As bosses, employees, career professionals and psychologists we are in need of addressing this continual scourge of toxic bosses and dysfunctional organizational practices. As a psychologist, consultant and coach I ask questions that are not always welcomed. Do we defend a psychopath boss and toxic status quo or do we risk self and speak up? As an organizational member, we are on shifting, treacherous ground. As an externally hired executive coach and management consultant, I occasionally have the luxury of being an agitator and a perceived enemy of the elites who hire me. Is the psychopath a danger to self or others in the workplace? Are HR and the powers that be in a position to seriously assess behavior and provide a bona fide diagnosis? Well-intentioned and lightweight “assessments” may leave the bully, madman or potential killer loose in your company. Sooner or later there may be an incident that is not repairable or reversible. There may be genuine malice, evil and death lurking beneath the masks.

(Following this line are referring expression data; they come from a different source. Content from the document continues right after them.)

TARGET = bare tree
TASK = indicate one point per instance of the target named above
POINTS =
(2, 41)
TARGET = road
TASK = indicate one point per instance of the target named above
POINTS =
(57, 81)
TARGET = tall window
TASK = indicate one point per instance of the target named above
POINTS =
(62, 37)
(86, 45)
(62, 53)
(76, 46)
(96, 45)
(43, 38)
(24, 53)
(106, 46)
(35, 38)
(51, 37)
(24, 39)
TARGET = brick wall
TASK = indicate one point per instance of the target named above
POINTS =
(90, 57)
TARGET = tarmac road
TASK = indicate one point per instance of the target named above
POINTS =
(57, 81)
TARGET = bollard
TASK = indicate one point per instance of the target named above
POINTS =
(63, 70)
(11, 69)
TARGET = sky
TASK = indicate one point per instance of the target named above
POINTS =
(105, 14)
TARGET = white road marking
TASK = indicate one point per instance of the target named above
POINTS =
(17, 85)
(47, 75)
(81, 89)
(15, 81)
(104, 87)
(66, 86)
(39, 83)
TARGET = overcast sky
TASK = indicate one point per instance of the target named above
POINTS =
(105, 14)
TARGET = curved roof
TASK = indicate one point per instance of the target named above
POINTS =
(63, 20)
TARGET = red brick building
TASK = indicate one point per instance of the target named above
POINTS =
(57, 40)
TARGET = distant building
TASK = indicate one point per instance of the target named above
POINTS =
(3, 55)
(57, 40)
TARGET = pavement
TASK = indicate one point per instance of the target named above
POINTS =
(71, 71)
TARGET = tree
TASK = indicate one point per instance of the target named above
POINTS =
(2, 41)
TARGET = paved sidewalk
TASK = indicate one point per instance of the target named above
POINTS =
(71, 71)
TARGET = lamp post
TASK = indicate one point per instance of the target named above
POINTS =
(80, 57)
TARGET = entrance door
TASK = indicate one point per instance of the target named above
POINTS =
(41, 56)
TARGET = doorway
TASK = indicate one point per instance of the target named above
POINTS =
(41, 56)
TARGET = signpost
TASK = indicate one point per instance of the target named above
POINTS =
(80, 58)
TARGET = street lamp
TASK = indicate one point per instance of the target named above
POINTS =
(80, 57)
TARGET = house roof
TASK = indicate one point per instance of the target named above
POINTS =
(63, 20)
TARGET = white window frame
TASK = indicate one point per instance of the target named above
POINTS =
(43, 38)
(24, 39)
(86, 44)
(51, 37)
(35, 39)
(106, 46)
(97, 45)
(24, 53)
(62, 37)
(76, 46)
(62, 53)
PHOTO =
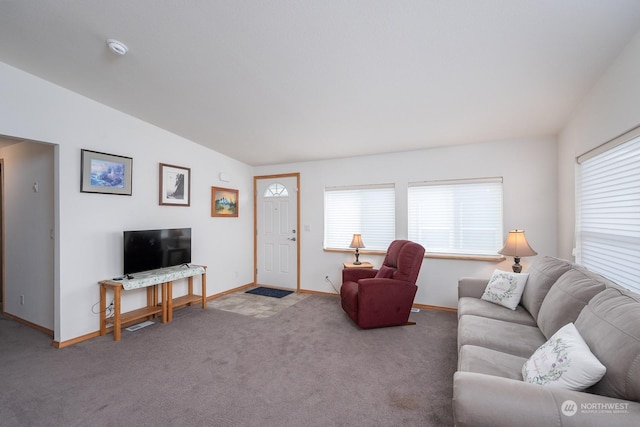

How does the company perform damage control and address grievances against an extremely toxic yet fiscally productive leader? What are the options for transforming such a toxic boss? Moreover, how can the company brand be protected from further social media assault? Are there ways to expose the devious masks worn by the psychopath – the most extreme of toxic bosses? Can toxic bosses be unmasked? Or are some organizations committed to protecting their seriously flawed executive suite offenders and swearing that the devilish mask is the friendly face of an emotionally intelligent boss? Buy into the masks of the toxic boss at your own risk. Psychopaths undermine, devour and destroy while maintaining an impeccable chill and dapper demeanor. They hit hard and smile pretty. Beware. Don’t be demonized by a demon. The toxic boss is playing hardball. Your reputation, career and the future of company and brand are on the line.